January 14-16th, I was able to take part and help instruct and participate in the Long-Range Hunting Course taught by Andrew Brady of Lone Star Armory. This course teaches the proper mechanics of marksmanship, shooting targets, and game at longer distances with learning the equipment you have available to you and how to utilize that knowledge and put it together to make a good shot.
On day one of the course, we took all the students and their gear to the range. We talked over their equipment and the advantages and disadvantages they may find with their current setups. Once we were able to look over the equipment, we started getting the students behind the rifles. We discussed correctly setting up in the prone position, looking at sight height and cheek weld on the stocks, and dry firing. Then we finished with getting the rifles zeroed at 100 yards and resetting the scope's turrets back to zero and zero stops setup.

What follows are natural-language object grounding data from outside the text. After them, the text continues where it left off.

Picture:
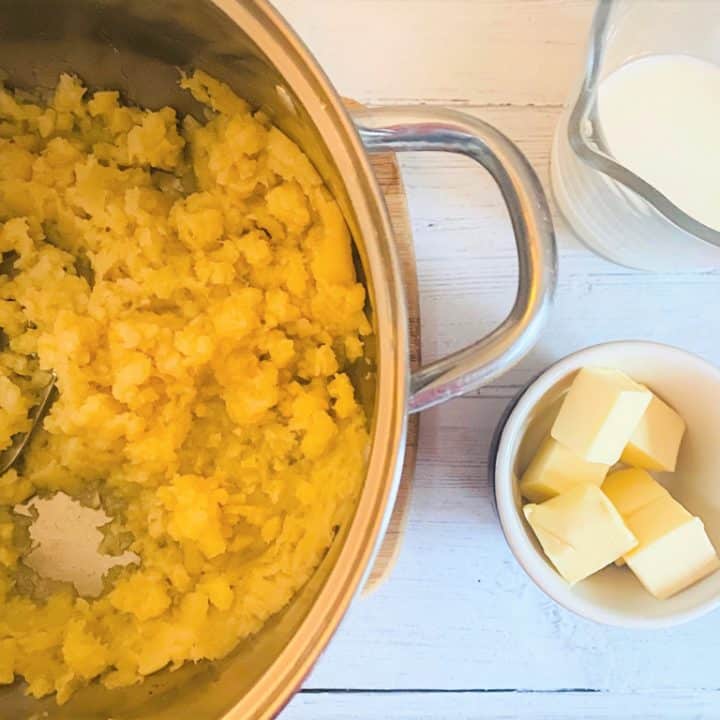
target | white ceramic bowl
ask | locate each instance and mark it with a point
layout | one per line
(689, 384)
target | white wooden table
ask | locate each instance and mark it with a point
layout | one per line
(459, 631)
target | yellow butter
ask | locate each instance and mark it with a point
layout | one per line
(632, 489)
(580, 531)
(600, 413)
(674, 550)
(655, 442)
(554, 469)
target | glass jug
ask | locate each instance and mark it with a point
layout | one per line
(614, 211)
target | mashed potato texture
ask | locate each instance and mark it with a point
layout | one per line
(191, 285)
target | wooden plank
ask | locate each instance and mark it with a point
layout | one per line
(387, 171)
(458, 611)
(446, 51)
(506, 706)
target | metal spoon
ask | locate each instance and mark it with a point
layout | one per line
(11, 455)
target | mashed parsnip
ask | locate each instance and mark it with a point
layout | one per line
(192, 286)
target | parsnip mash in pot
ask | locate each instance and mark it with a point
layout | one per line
(191, 285)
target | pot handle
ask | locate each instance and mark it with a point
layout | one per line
(410, 128)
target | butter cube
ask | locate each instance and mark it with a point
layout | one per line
(674, 550)
(632, 489)
(554, 469)
(655, 442)
(600, 413)
(580, 531)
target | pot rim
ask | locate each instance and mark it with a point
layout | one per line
(300, 70)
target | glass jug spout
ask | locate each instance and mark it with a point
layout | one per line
(614, 200)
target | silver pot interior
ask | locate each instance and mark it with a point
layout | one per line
(138, 47)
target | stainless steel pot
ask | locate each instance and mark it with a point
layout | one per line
(138, 46)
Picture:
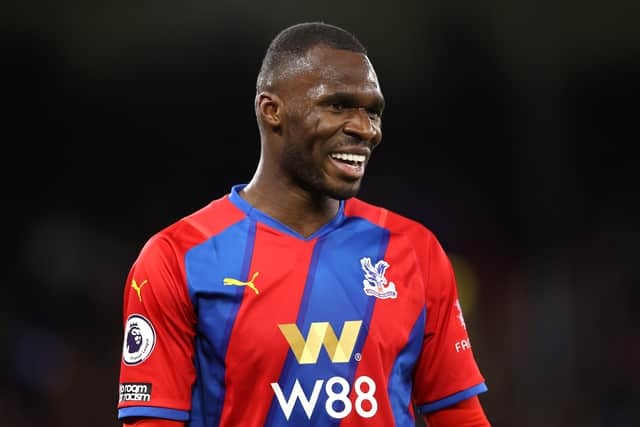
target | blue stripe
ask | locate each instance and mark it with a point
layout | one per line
(401, 377)
(453, 399)
(152, 411)
(333, 293)
(227, 254)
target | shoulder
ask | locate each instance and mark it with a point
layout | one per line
(389, 219)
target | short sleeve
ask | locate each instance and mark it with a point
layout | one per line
(157, 370)
(447, 372)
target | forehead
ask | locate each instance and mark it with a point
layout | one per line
(324, 70)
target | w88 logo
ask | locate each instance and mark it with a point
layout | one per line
(337, 390)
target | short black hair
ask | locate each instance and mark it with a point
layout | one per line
(294, 41)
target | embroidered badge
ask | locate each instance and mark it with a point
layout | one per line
(374, 283)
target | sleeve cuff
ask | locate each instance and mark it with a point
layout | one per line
(453, 399)
(153, 412)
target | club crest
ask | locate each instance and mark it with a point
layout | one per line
(374, 283)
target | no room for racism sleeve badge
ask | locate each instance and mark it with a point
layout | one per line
(139, 340)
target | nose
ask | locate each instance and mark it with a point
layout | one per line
(362, 126)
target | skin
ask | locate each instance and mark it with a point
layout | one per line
(302, 121)
(329, 102)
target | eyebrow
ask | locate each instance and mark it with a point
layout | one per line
(350, 99)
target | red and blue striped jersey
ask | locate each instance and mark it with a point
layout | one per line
(233, 319)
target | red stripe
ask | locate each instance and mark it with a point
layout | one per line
(257, 350)
(389, 328)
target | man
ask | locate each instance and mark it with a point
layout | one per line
(288, 302)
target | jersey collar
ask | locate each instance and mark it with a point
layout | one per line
(257, 215)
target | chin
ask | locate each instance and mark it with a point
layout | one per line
(344, 191)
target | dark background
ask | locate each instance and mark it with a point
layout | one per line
(508, 132)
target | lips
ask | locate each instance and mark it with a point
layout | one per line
(350, 165)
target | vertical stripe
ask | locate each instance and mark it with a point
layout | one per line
(257, 350)
(392, 331)
(333, 293)
(401, 378)
(226, 254)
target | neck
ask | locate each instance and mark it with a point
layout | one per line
(302, 211)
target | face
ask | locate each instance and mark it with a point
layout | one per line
(331, 122)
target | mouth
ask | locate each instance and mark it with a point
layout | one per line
(351, 165)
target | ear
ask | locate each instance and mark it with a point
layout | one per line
(269, 109)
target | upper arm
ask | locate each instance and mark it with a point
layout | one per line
(467, 413)
(151, 422)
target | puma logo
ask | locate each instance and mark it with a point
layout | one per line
(235, 282)
(138, 288)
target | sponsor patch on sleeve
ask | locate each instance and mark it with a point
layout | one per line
(139, 340)
(140, 392)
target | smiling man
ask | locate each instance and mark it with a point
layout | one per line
(341, 312)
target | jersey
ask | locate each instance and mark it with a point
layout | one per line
(231, 318)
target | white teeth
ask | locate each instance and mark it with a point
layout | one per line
(358, 158)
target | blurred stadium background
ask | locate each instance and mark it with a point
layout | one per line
(507, 132)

Day two was different because we fought a 25-40 mph wind and frigid temperatures. We got all the student's rifles velocity using a LABRADAR chronograph. After getting the data we needed, we made a data chart on each specific rifle, also known as a D.O.P.E. chart. We then learned about the differences in MOA vs. MRAD and how they can be utilized in different ways, such as measuring a target at different distances or holding over a target at the correct height to get a good hit. One MOA at 100 yards is 1.047", 200 yards is 2.094", 300 yards 3.141" and so on, where one MRAD at 100 yards is 3.6", 200 is yards 7.2", 300 yards is 10.8 inches, and so on. Taking this to the range, we were able to work with the students on moving out to farther distances. While fighting the wind, we still got the students on targets out to 600 yards that day. After dark and dinner, around the table, we discussed how all the information, when put together correctly, can help us make good calls when shooting at distance. Whether the goal is to get on target with a piece of steel or hunting at longer distances, this information helps boost a shooter's capability and confidence in taking the shot.
On the last day of the class, we took the students back out to the range. After getting the weather data updated and not fighting so much wind, the students were quickly back on targets starting at 300 yards. While their confidence grew, they took the information they had learned and were able to take their rifles and work targets all the way out to 1000 yards.
While many people do not hunt or shoot at distances such as 1000 yards, learning the proper techniques along with the knowledge and information to do so can make you a much better shooter and gain a lot of confidence in shooting, whether it be at a target or taking game in the field.